It was almost two decades ago in 1992 that Canada proposed a World Oceans Day, which was unofficially celebrated until the United Nations approved the day just last year.
In 2009, Ban Ki-moon, the Secretary-General of the United Nations, spoke about the importance of protecting the world’s oceans:
The theme of World Oceans Day, “Our oceans, our responsibility”, emphasizes our individual and collective duty to protect the marine environment and carefully manage its resources. Safe, healthy and productive seas and oceans are integral to human well-being, economic security and sustainable development.
Ki-moon also stated that “human activities are taking a terrible toll on the world’s oceans and seas,” which is even more apparent now than it was a year ago. The BP oil spill may have occured just of the coast of the United States, but it has global implications.
So it’s appropriate, then, that this year’s theme is “Oceans of Life.” With that in mind, Ki-moon, UN members and visiting professors met at the United Nations Headquarters to discuss just that.

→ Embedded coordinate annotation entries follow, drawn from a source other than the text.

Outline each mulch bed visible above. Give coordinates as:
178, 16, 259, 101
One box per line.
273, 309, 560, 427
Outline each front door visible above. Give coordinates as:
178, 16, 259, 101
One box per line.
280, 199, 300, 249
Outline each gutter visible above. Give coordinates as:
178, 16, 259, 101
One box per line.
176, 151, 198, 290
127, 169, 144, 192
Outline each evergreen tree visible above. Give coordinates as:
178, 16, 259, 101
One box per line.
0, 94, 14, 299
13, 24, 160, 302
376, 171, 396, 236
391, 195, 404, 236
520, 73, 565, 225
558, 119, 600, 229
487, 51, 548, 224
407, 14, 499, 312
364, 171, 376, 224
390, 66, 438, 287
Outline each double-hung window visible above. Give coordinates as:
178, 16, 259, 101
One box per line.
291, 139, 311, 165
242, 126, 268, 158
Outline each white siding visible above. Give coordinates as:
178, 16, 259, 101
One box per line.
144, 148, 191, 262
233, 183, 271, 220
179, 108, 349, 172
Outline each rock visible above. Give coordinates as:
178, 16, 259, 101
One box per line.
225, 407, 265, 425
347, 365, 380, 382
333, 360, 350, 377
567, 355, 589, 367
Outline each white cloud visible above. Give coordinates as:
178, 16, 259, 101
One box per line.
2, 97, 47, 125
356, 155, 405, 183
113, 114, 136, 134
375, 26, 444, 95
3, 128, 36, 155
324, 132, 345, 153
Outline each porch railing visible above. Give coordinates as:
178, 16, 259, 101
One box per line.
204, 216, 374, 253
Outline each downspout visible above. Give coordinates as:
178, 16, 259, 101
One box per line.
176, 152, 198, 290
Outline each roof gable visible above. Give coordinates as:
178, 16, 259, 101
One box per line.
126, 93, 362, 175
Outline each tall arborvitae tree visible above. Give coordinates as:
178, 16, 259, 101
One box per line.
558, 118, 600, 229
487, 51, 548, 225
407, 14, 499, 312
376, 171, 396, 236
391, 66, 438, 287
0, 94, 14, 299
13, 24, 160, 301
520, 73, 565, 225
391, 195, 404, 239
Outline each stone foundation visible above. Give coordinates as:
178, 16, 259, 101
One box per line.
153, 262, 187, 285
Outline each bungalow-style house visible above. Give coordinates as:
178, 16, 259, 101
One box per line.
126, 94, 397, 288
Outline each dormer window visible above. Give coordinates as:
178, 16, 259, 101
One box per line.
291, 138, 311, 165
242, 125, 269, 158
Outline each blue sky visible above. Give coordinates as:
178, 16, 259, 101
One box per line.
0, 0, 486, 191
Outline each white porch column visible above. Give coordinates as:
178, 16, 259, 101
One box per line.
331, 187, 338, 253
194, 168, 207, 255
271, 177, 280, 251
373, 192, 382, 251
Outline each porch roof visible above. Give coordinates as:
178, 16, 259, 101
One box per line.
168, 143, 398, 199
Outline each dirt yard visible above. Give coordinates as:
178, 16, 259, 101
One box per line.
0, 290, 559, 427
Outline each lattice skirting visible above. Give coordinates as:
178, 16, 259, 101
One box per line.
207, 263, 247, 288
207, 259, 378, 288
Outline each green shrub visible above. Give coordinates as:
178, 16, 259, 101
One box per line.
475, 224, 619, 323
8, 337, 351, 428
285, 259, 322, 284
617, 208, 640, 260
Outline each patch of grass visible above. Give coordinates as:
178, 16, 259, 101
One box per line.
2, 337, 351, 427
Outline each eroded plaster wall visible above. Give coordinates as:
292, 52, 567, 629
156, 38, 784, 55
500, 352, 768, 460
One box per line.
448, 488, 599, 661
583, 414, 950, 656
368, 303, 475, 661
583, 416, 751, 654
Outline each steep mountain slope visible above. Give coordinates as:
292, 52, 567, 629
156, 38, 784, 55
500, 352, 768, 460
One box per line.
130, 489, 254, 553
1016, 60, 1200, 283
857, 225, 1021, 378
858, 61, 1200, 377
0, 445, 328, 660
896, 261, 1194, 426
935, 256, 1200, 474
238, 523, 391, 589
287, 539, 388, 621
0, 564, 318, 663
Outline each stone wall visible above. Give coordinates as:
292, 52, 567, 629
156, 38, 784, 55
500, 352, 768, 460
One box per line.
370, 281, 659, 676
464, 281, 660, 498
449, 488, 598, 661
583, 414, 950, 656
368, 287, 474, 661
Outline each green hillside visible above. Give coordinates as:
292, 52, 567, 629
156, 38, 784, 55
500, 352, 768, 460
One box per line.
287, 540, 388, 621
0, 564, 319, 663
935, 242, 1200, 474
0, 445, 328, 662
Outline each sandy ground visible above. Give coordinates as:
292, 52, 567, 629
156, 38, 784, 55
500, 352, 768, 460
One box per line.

Through its World Oceans Day website, The Ocean Project invites us to participate in World Oceans Day in a number of ways. The site urges use to change our perspective — “to think about what the ocean means to them and what it has to offer all of us with hopes of conserving it for present and the future generations.”
How many of us are, in light of the recent spill, becoming all too aware of the spill’s ill-effects? If you watch the news at all (or follow as many water-related people on Twitter as we do), you can’t help but be disturbed by the photos of oil covered birds, of fish gone belly-up in black water. We wince a little bit when we hear that this is possibly the country’s worst environmental disaster, or when we think of the many, many years it will take to recover from it.
I would never suggest that the BP oil spill was a good thing. But if there is anything we can take away from it, it is that this tragedy has turned a nation’s eyes upon a resource that it might often take for granted.
Remember World Oceans Day 2009? Me either.
It’s a shame it took a disaster of this magnitude for many of us to realize the importance of the world’s oceans, but if we are to learn anything from it, we have to remember the theme not only of this World Oceans Day — “Oceans of Life,” but also of last year’s — “Our oceans, our responsibility.”
Because you can’t have one without the other.